Yes you’ve hit the bullseye on what I believe is the largest limitation. There are many things for which we can’t easily put a price on, I see it happen all the time with dev work where lay people are willing to overpay for unknowingly trivial tasks.
That is done by active members allocating more votes to those who do better work. It’s the sum of qualitative judgements of those closer to the work.
This is also kept in check by the performance-based tranche of compensation, which btw, is already very similar to bounties: every area sets goals at the start of every month and the more goals are achieved, the higher the compensation for the area.
I think the RAW coordinape system already presents a nice balance of bounty-based and regular compensation, specially considering the Honors system too (where the DAO can award exceptional acts of contribution with honors + one-off bonuses).
This creates an incentive for members to not automate or simplify their recurring tasks, otherwise they’d lose the bounty and their compensation would decrease.
Using bounties for everything incentivizes people coming up with and charging for anything, even in the presence of a budget cap.
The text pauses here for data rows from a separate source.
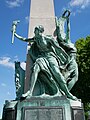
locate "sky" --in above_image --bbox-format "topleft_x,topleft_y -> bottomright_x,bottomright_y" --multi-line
0,0 -> 90,118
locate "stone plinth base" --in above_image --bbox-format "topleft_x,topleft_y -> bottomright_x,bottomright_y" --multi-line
3,96 -> 84,120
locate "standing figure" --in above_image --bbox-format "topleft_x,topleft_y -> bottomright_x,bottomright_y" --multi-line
14,25 -> 77,100
56,10 -> 78,91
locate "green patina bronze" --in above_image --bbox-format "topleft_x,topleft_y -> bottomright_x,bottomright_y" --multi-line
13,10 -> 78,100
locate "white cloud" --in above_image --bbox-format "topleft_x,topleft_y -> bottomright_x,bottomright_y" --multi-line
0,57 -> 14,69
7,92 -> 11,95
6,0 -> 24,8
69,0 -> 90,9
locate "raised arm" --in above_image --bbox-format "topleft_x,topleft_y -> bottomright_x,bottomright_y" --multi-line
14,33 -> 34,42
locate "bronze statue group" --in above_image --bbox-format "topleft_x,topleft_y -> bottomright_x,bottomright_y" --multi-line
14,10 -> 78,100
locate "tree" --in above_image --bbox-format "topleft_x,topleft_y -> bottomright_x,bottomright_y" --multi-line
71,36 -> 90,118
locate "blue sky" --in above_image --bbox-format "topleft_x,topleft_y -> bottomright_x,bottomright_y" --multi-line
0,0 -> 90,117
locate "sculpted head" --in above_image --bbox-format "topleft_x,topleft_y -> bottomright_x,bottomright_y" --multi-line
34,25 -> 44,35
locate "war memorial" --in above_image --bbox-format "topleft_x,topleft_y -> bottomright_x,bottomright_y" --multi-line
2,0 -> 85,120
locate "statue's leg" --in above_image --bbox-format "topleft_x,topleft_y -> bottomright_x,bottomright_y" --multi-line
29,64 -> 40,95
49,65 -> 77,100
22,64 -> 40,98
67,59 -> 78,91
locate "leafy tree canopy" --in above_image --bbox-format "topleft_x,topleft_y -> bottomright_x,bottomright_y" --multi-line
71,36 -> 90,103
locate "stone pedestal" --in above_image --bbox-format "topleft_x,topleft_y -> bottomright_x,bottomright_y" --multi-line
3,96 -> 85,120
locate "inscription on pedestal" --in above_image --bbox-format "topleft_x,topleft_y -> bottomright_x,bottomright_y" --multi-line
23,107 -> 65,120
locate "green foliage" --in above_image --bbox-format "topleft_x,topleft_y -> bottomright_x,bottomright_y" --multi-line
71,36 -> 90,116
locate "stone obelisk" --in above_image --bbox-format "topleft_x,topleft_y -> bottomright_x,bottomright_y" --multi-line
24,0 -> 55,92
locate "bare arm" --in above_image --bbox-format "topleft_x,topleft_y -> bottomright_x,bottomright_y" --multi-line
14,33 -> 34,42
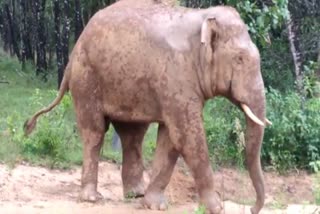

Bounties also generate additional complication when a specific goal can only be achieved through the collaboration of many members: how to split the bounty?
There is little incentive to collaborate with other members for bounties when the split isn’t clear. If it’s going to be split equally, then it incentivizes free-riding. If it’s left for members to decide, then a negotiation must ensue prior to tackling any bounty.
Adding it retroactively is problematic, as we’d owe for something which we didn’t agree on the cost of. Adding it on the spot, specially when it requires a decentralized consensus-formation, might slow down our operations. This can easily become a mess.
Only if people’s relative perceptions of the importance of that work versus other work being undertaken shifts, in which case, the value of the work performed really changed.
But members who remain top performers can eventually pledge to join staff and obtain fixed compensation, which can be easily benchmarked against average compensation obtained in the previous rounds of Coordinape.
Another thing that merely introducing bounties doesn’t address: staff roles. What’s the basis for their existance and for the current salaries? As of now, it’s very centralized around @luiz and it doesn’t have to be.
I’d prefer having everything be governed by a single system of rules.
We can try to have everything revolve around bounties, but I think it’ll take more work to develop, more work to run and will be needlessly riskier in the end. It will also not be scalable.